A YOLO-based table detection method

Published in 2019 International Conference on Document Analysis and Recognition (ICDAR), 2019

Recommended citation: Huang, Yilun, Qinqin Yan, Yibo Li, Yifan Chen, Xiong Wang, Liangcai Gao, and Zhi Tang. "A YOLO-based table detection method." In 2019 International Conference on Document Analysis and Recognition (ICDAR), pp. 813-818. IEEE, 2019.

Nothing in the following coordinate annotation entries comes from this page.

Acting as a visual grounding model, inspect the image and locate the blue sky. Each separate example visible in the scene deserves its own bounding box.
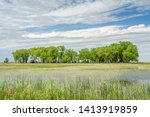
[0,0,150,62]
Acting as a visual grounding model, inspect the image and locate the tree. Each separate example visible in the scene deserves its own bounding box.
[4,58,9,63]
[13,49,29,63]
[47,46,58,63]
[79,48,90,63]
[62,49,77,63]
[57,46,66,63]
[123,45,139,63]
[12,41,139,63]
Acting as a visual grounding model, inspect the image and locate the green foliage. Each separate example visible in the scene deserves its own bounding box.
[62,49,77,63]
[4,58,9,63]
[13,41,139,63]
[79,48,91,63]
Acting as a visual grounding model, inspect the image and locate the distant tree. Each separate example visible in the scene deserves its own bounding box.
[123,45,139,63]
[46,46,58,63]
[13,49,29,63]
[12,41,139,63]
[57,46,66,63]
[79,48,91,63]
[4,58,9,63]
[62,49,77,63]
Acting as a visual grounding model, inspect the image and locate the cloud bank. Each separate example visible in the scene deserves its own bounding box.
[0,0,150,61]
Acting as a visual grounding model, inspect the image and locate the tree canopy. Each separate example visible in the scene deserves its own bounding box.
[12,41,139,63]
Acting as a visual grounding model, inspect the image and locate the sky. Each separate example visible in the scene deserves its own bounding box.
[0,0,150,62]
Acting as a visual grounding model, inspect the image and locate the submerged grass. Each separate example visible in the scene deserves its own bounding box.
[0,79,150,100]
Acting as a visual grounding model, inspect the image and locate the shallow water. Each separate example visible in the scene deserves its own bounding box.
[0,64,150,82]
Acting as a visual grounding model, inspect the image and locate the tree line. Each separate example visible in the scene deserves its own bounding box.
[12,41,139,63]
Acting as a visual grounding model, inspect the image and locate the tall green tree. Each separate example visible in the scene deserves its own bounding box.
[62,49,77,63]
[79,48,91,63]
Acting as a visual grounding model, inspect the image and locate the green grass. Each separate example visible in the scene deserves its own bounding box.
[0,79,150,100]
[0,64,150,100]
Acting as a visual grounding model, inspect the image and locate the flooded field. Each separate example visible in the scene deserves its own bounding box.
[0,64,150,100]
[0,64,150,82]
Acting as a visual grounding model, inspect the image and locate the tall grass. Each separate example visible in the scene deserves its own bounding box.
[0,79,150,100]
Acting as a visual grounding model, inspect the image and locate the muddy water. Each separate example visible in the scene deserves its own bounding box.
[0,64,150,82]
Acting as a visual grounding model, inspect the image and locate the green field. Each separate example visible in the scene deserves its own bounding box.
[0,63,150,100]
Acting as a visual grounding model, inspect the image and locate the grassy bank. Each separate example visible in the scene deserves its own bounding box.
[0,79,150,100]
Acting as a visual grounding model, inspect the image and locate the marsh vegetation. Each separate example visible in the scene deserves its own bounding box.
[0,64,150,100]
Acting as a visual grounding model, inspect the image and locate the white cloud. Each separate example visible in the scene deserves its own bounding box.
[0,0,150,61]
[23,24,150,38]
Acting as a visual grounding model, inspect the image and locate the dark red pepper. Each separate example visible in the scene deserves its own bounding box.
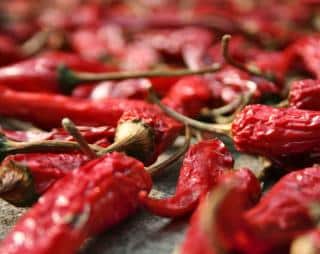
[179,169,261,254]
[140,139,233,217]
[0,52,111,93]
[0,153,151,254]
[289,79,320,110]
[243,166,320,253]
[0,87,147,129]
[0,153,89,206]
[232,105,320,163]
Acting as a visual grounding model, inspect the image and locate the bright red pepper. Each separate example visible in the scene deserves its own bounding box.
[0,52,111,93]
[0,153,89,206]
[140,139,233,217]
[232,105,320,163]
[180,169,261,254]
[0,153,151,254]
[243,167,320,253]
[0,126,115,143]
[289,79,320,110]
[290,227,320,254]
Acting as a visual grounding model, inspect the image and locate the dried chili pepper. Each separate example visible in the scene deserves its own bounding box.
[289,79,320,110]
[0,152,151,254]
[0,87,146,129]
[0,52,111,93]
[232,105,320,162]
[140,139,233,217]
[0,153,89,206]
[242,166,320,253]
[290,224,320,254]
[180,169,261,254]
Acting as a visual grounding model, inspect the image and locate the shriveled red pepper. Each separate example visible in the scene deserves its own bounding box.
[140,139,233,217]
[232,104,320,163]
[0,52,111,93]
[287,34,320,78]
[179,169,261,254]
[0,153,151,254]
[0,126,115,143]
[242,166,320,253]
[0,153,89,206]
[289,79,320,110]
[104,105,183,164]
[290,227,320,254]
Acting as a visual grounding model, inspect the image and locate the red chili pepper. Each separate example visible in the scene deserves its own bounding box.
[109,105,183,164]
[0,87,148,129]
[243,167,320,253]
[180,169,261,254]
[70,24,126,59]
[72,79,150,101]
[0,34,24,66]
[232,105,320,162]
[0,52,111,93]
[0,126,115,143]
[290,227,320,254]
[162,76,213,117]
[289,79,320,110]
[0,153,89,206]
[288,35,320,78]
[0,153,151,254]
[140,139,233,217]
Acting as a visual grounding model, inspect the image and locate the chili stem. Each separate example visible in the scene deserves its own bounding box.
[58,64,221,92]
[221,34,279,83]
[145,125,191,176]
[149,88,231,136]
[62,118,97,159]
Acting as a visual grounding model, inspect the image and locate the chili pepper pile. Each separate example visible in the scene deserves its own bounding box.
[0,0,320,254]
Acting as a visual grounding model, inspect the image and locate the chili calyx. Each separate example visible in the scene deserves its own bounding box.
[57,64,221,92]
[0,133,101,159]
[221,34,280,84]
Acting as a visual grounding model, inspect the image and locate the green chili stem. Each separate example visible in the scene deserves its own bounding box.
[62,118,97,159]
[145,125,191,177]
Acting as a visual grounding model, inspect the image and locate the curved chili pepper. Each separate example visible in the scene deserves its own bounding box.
[0,87,147,129]
[0,153,151,254]
[180,169,261,254]
[0,153,89,206]
[162,76,212,117]
[0,52,111,93]
[98,105,183,164]
[289,79,320,110]
[243,167,320,253]
[232,105,320,162]
[0,126,115,143]
[140,139,233,217]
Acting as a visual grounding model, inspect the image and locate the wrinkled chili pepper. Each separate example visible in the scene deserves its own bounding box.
[140,139,233,217]
[180,169,261,254]
[0,87,146,129]
[0,52,111,93]
[242,166,320,253]
[289,79,320,110]
[0,153,89,206]
[290,227,320,254]
[0,126,115,143]
[0,152,151,254]
[232,105,320,162]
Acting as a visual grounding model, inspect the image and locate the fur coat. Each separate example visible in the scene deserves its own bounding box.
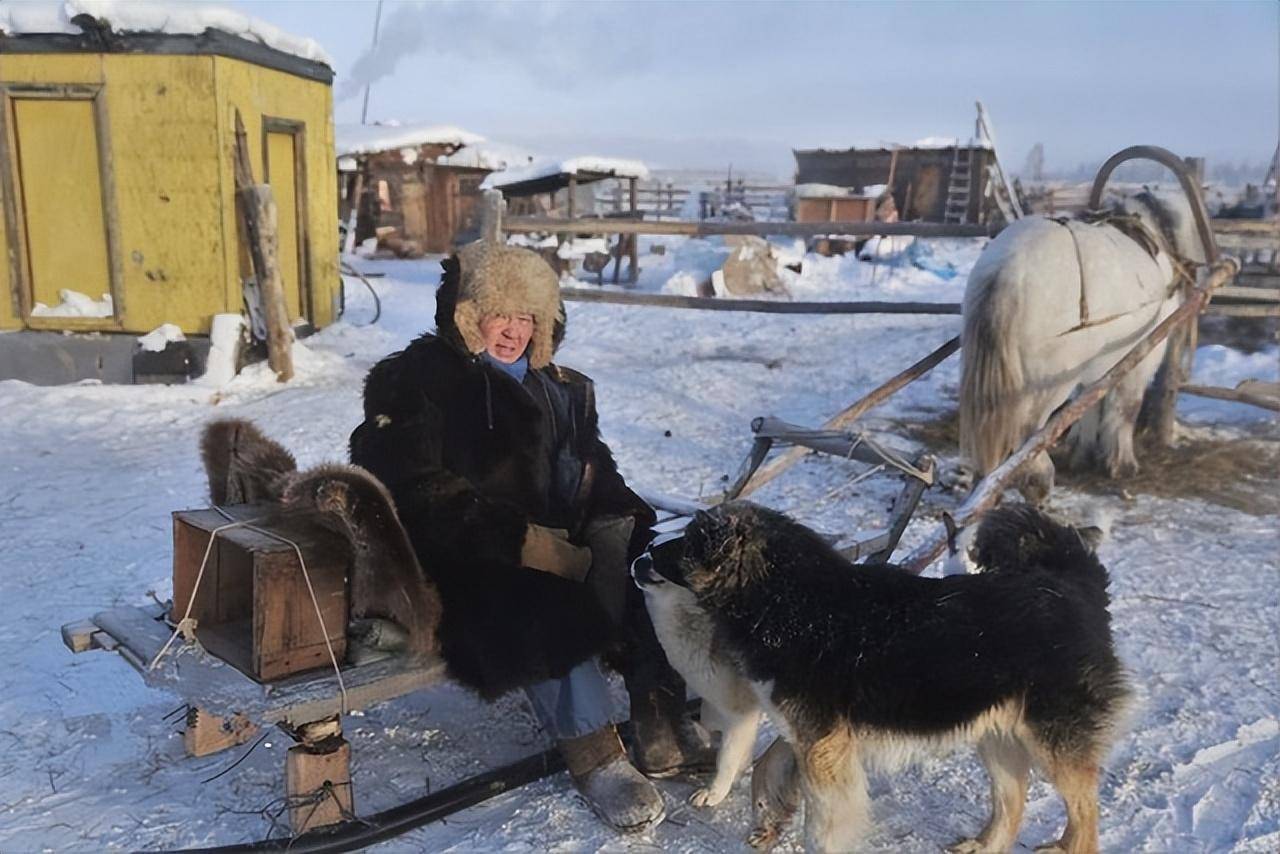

Abstraction: Due to various table layouts and styles, table detection is always a difficult task in the field of document analysis. Inspired by the great progress of deep learning based methods on object detection, in this paper, we present a YOLO-based method for this task. Considering the large difference between document objects and natural objects, we introduce some adaptive adjustments to YOLOv3, including an anchor optimization strategy and two post processing methods. For anchor optimization, we use k-means clustering to find anchors which are more suitable for tables rather than natural objects and make it easier for our model to find exact positions of tables. In post-processing process, the extra whitespaces and noisy page objects (e.g. page headers, page footers) are removed from the predicted results, so that our model can get more accurate table margins and higher IoU scores. The proposed method is evaluated on two datasets from ICDAR 2013 Table Competition and ICDAR 2017 Page Object Detection (POD) Competition and achieves state-of-the-art performance.